Il sole di Brescia scalda le ali delle rondinelle, che strappano 3 punti drammatici al Bari, ora a meno 9 dalla salvezza e KO per la 6a partita consecutiva. Lo spareggio tra le due squadre che hanno perso di più in Serie A, addirittura 29 volte su 46 gare totali, in realtà non condanna i pugliesi fino al 92°, dopo vari errori, alcuni dei quali macroscopici.

Castillo, uno dei protagonisti in negativo in zona gol, inizia la sua sfida con Bega al 7°, con un corpo a corpo furibondo fino alla linea di fondo, che Arcari risolve buttando la palla in calcio d'angolo.

Al quarto d'ora, invece, il Brescia si affaccia in area e fa svoltare il suo pomeriggio: Konè dribbla tutti e con caparbietà si conquista un rigore ineccepibile. Diamanti pretende il pallone, mette nel mirino l'angolo giusto e infila imparabilmente alle spalle di Gillet, per il 5° sigillo personale in campionato.

La reazione del Bari è - come di consueto - priva di spunti pericolosi e nell'unica vera occasione, regalata dalla difesa bresciana a Castillo, l'attaccante argentino liscia clamorosamente con il destro, deprimendo ulteriormente Ventura.

La ripresa è spigolosa e i galletti non riescono proprio a scuotersi in avanti, incassando invece qualche incursione di Diamanti - che al 6° esplode un mancino terrificante, sfiorando l'incrocio dei pali - e poi di Eder, impreciso nel diagonale.
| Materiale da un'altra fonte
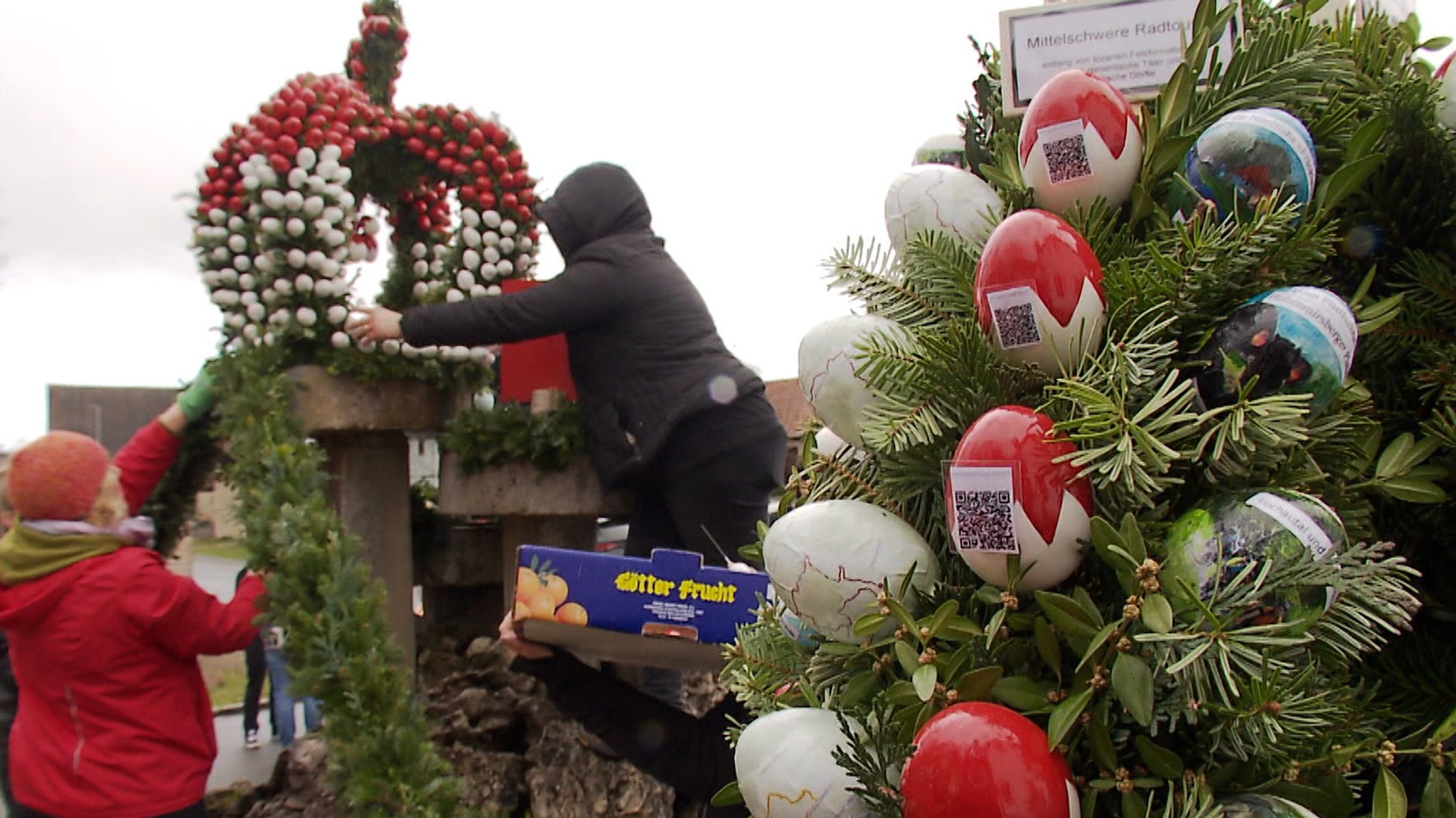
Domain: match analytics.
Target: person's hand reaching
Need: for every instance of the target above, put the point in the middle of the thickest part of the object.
(518, 645)
(373, 324)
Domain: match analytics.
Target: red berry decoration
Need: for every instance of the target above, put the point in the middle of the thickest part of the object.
(986, 762)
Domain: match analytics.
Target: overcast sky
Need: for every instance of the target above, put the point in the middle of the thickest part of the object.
(764, 133)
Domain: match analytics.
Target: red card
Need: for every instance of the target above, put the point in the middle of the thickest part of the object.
(529, 366)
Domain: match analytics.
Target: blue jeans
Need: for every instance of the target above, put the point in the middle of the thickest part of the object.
(283, 703)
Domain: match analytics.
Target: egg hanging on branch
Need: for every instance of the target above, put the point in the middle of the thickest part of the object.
(976, 759)
(944, 200)
(1039, 293)
(1008, 495)
(1293, 339)
(1079, 142)
(830, 360)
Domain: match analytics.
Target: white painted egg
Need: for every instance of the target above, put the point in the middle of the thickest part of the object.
(829, 559)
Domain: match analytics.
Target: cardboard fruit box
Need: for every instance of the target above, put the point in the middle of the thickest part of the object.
(668, 612)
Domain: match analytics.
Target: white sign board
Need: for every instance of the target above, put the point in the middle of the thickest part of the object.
(1133, 44)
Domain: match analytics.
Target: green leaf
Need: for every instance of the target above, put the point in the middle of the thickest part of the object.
(1133, 805)
(1446, 730)
(1047, 645)
(960, 627)
(1389, 797)
(1438, 800)
(1100, 741)
(1393, 459)
(909, 659)
(1160, 760)
(1065, 716)
(1133, 683)
(925, 680)
(1021, 694)
(1066, 615)
(1346, 181)
(1158, 613)
(1413, 489)
(727, 797)
(1098, 642)
(1366, 137)
(978, 684)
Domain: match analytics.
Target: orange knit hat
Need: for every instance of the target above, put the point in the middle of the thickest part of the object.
(57, 477)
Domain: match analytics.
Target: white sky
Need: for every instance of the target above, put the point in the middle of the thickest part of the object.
(764, 133)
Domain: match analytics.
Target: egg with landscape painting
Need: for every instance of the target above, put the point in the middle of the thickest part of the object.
(1079, 142)
(830, 361)
(1211, 545)
(1293, 339)
(1263, 807)
(943, 200)
(785, 766)
(828, 562)
(1010, 492)
(1248, 158)
(941, 149)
Ma al Brescia il vantaggio basta e avanza, perchè il Bari - capace di segnare solo 3 gol nelle 7 partite giocate nel 2011 - non si sblocca e lo sciagurato Castillo completa il suo pomeriggio con un tiro cross irraggiungibile per i compagni ed innocuo per il portiere.

Il 90° scocca, facendo salire l'adrenalina ed annebbiare le idee, ma porta con sé anche la dimostrazione pratica di una legge ineluttabile del calcio: Kutuzov, tutto solo, spara addosso ad Arcari il pallone della speranza barese ed il ribaltamento immediato dell'azione - con il lancio lungo per Caracciolo - porta al 2-0 definitivo. La volata dell'Airone si chiude con un destro che sà di condanna per Almiron e compagni e regala al Brescia una vittoria interna che mancava, contro i pugliesi, dal 2001. Il modo migliore per Iachini, festeggiato dai tifosi, di ricominciare la lunga maratona verso il quart'ultimo posto.